J.M. : Rétrospectivement, aviez-vous conscience d’être un pionnier dans le monde de l’animation ?
J-P.W. : Le dessin animé était marginal. En dehors de Tintin - et même pas, parce que Hergé a arrêté directement -, il y avait Astérix, Lucky Luke et les Walt Disney. Les films d’animation n’existaient pas. Il y avait bien eu La planète sauvage de Roland Topor, qui était de la science-fiction pour un autre public, et Fritz the Cat, qui sort trois ans avant La honte de la jungle. Je voulais sortir de ce que j’appelais « le ghetto du cinéma d’animation pour enfants ».
J.M. : Quel était votre cahier des charges avec Le Chaînon Manquant ?
J-P.W. : Je voulais réaliser un film tous publics qui s’adresse autant aux adultes qu’aux enfants. Je trouvais le sujet satirique parce que c’est aussi une autre façon d’aborder l’humanité. J’aimais bien la Préhistoire - j’aime bien ces animaux-là -, et comme je ne les ai jamais rencontrés, je les ai imaginés. Ensuite, c’est l’humain qui fait disparaître le monde animal.
J.M. : En soi, le propos reste très contemporain…
J-P.W. : C’était une théorie qui correspond à la fin de la Préhistoire et des animaux préhistoriques.

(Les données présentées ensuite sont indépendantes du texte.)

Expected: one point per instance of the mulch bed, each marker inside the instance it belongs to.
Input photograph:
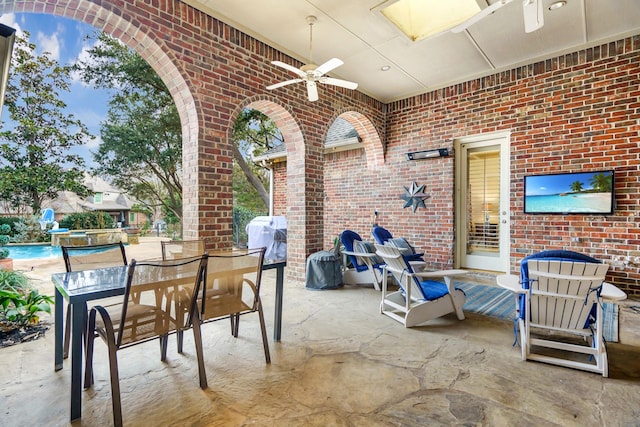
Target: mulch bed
(20, 335)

Et c’est vrai qu’aujourd’hui on n’arrête pas de parler d’espèces animales qui disparaissent les unes après les autres pour les mêmes raisons comme la cupidité,… J’avais surtout envie d’une comédie avec un propos satirique.
J.M. : Quelles ont été les étapes de la réalisation du film ?
J-P.W. : Il y a eu la partie financière. J’ai développé à Bruxelles les premières phases du scénario avec Christian Dura, un français, et Jean Colette. Je me suis rendu à New York, comme pour Tarzoon, afin d’enregistrer les voix. Je travaillais pour différents magazines américains dont National Lampoon, qui avait aussi sa propre radio. Pour vous donner une idée, c’est un peu comme si Hara Kiri possédait sa propre station en France. C’est là que j’ai rencontré John Belushi, Dan Aykroyd ou Bill Murray qui étaient totalement inconnus à l’époque. C’était un peu avant le Saturday Night Live. Ils étaient des comédiens de radio et je les ai embauchés sur Tarzoon. Pour Le chaînon manquant, seul Bill Murray a prêté sa voix. Nous avons fait le montage en France et en Belgique.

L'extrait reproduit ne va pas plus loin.